Der lose Zusammenschluss von Brasilien, Russland, Indien, China und Südafrika (BRICS) erregte zuletzt mit der Aufnahme gleich mehrerer Länder große Aufmerksamkeit. Die Gruppe wird damit als politischer und wirtschaftlicher Gegenentwurf zu den G7 dargestellt, was jedoch übertrieben ist. Eine Analyse von Sicherheitspolitik-Experte Brigadier a. D. Walter Feichtinger.
Im kommenden Jahr werden Saudi-Arabien, Iran, die Vereinigten Arabischen Emirate (VAE), Argentinien, Ägypten und Äthiopien von Brasilien, Russland, Indien, China und Südafrika in ihre BRICS-Runde aufgenommen. Damit entsteht ein Wirtschaftsraum, in dem knapp die Hälfte der Weltbevölkerung lebt und 37 Prozent des weltweiten Bruttoinlandsprodukts erwirtschaftet werden. Im Vergleich dazu fallen die sieben stärksten Industrienationen (G7) mit etwa 30 Prozent deutlich ab. Doch das ist Zahlenspielerei, denn es fragt sich, wie stark diese lose Vereinigung tatsächlich ist und was sie bewirken kann.
Vielen Staaten gemein ist die Unzufriedenheit mit der bestehenden Weltordnung und der Dominanz der USA. Auch das globale Finanzsystem mit Weltbank, Internationalem Währungsfonds und dem SWIFT-Zahlungssystem ist vielen ein Dorn im Auge. Der kleinste gemeinsame Nenner ist vermutlich die angestrebte Entkoppelung vom US-Dollar als internationaler Leitwährung. So drängt Brasiliens Staatschef Lula da Silva den bilateralen Handel in den jeweiligen Landeswährungen abzuwickeln. Das stärkt vor allem Chinas Renminbi als Zahlungsmittel und spielt Peking in die Hände, das in BRICS ein weiteres Forum sieht, um seinen Einfluss auszubauen.

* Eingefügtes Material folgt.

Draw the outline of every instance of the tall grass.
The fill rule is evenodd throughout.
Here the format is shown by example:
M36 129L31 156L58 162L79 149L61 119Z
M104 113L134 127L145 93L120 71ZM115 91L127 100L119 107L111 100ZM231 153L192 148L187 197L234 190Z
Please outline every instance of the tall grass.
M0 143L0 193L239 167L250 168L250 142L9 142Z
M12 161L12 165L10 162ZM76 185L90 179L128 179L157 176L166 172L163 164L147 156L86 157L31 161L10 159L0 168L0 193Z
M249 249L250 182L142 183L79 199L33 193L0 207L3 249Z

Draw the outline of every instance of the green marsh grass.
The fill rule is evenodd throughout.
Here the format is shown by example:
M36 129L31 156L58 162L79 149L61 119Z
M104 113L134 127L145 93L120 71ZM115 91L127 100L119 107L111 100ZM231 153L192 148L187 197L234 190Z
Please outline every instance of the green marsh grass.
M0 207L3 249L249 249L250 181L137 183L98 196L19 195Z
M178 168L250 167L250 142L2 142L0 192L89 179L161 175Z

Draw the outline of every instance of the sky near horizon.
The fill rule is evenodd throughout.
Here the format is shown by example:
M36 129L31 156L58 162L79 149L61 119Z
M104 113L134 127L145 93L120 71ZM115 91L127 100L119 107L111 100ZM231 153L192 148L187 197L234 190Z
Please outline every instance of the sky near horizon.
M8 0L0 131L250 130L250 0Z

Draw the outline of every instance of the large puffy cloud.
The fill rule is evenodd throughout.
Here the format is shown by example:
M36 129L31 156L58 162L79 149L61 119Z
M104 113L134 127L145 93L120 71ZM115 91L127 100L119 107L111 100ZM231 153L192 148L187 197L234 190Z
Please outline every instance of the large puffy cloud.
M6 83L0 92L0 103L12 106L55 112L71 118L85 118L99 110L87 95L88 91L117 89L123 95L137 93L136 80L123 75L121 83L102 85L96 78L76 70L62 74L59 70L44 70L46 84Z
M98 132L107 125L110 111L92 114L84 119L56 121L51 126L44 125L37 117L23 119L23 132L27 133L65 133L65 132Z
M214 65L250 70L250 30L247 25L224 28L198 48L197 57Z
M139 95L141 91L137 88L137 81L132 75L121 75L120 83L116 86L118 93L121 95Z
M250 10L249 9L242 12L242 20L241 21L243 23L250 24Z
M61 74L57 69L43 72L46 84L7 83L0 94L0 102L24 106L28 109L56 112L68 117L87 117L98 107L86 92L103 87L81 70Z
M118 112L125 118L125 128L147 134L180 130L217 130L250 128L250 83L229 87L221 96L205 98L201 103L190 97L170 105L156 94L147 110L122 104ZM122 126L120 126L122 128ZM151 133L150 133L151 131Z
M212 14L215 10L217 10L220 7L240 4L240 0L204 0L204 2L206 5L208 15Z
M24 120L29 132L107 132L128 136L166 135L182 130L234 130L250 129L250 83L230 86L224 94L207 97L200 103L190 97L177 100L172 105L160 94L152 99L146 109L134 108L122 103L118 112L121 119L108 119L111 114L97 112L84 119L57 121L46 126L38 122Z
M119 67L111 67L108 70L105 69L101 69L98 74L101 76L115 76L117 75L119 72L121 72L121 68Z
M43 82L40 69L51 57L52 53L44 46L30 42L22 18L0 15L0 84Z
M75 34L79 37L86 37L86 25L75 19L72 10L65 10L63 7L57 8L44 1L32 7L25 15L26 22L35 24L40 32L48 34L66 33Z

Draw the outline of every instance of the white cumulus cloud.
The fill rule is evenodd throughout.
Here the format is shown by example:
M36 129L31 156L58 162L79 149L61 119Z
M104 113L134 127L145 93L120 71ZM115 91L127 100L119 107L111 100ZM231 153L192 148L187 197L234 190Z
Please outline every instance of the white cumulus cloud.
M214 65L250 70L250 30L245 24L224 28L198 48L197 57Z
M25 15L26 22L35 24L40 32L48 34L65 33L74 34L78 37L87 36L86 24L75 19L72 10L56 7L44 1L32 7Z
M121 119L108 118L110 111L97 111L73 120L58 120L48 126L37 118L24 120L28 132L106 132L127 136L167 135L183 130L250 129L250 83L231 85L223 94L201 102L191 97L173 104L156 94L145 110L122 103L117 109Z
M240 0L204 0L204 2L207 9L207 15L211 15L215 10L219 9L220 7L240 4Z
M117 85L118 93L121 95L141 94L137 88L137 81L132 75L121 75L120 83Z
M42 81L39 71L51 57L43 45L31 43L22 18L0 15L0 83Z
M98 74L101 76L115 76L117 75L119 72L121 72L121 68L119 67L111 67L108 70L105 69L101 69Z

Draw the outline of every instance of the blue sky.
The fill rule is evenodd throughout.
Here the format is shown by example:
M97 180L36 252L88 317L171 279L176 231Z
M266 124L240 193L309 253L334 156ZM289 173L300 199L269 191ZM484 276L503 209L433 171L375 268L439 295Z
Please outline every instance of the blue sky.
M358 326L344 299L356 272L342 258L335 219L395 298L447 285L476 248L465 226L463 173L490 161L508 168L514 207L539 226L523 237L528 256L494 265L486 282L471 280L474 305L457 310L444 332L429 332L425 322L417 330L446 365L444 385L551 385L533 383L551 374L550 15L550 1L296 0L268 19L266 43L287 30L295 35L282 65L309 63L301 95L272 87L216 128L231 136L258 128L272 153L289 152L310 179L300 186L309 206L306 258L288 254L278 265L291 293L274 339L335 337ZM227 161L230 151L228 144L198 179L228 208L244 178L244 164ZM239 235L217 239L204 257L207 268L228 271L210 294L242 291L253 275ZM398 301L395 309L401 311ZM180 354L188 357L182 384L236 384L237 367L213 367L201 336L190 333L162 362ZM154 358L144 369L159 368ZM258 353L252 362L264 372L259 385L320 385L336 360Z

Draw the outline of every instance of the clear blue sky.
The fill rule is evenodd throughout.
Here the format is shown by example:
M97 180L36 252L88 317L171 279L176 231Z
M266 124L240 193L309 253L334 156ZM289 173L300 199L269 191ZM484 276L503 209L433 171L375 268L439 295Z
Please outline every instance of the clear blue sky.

„Mit der Aufnahme von Ägypten, Äthiopien, Iran, Saudi-Arabien, VAE und Argentinien wird BRICS immer
heterogener.“
Wladimir Putins Russland ist mittlerweile jedes Format willkommen, um der zunehmenden Isolation zu entkommen und den USA entgegenzutreten. Der wirtschaftliche Nutzen ist gering, Öl, Gas und Waffen werden ohnehin bilateral gehandelt. Indiens Teilnahme lässt vermuten, dass es den geopolitischen Kontrahenten China in Schach halten und seine eigene Bedeutung, auch gegenüber den USA, heben möchte. Südafrika fühlt sich vermutlich geehrt, im Kreis der Großen dabei zu sein. Es macht dabei einen außenpolitischen Spagat, indem es mit Russland und China flirtet, ohne die USA zu sehr zu vergraulen. Mit Saudi-Arabien und den VAE stoßen zwei finanzkräftige Länder dazu, die nach außen- und verteidigungspolitischen Alternativen zu den USA suchen. Durch ihre Beiträge wird die BRICS-Entwicklungsbank in Shanghai mehr Kredite vergeben können. Dennoch bleibt ihr Potenzial weit hinter der Weltbank.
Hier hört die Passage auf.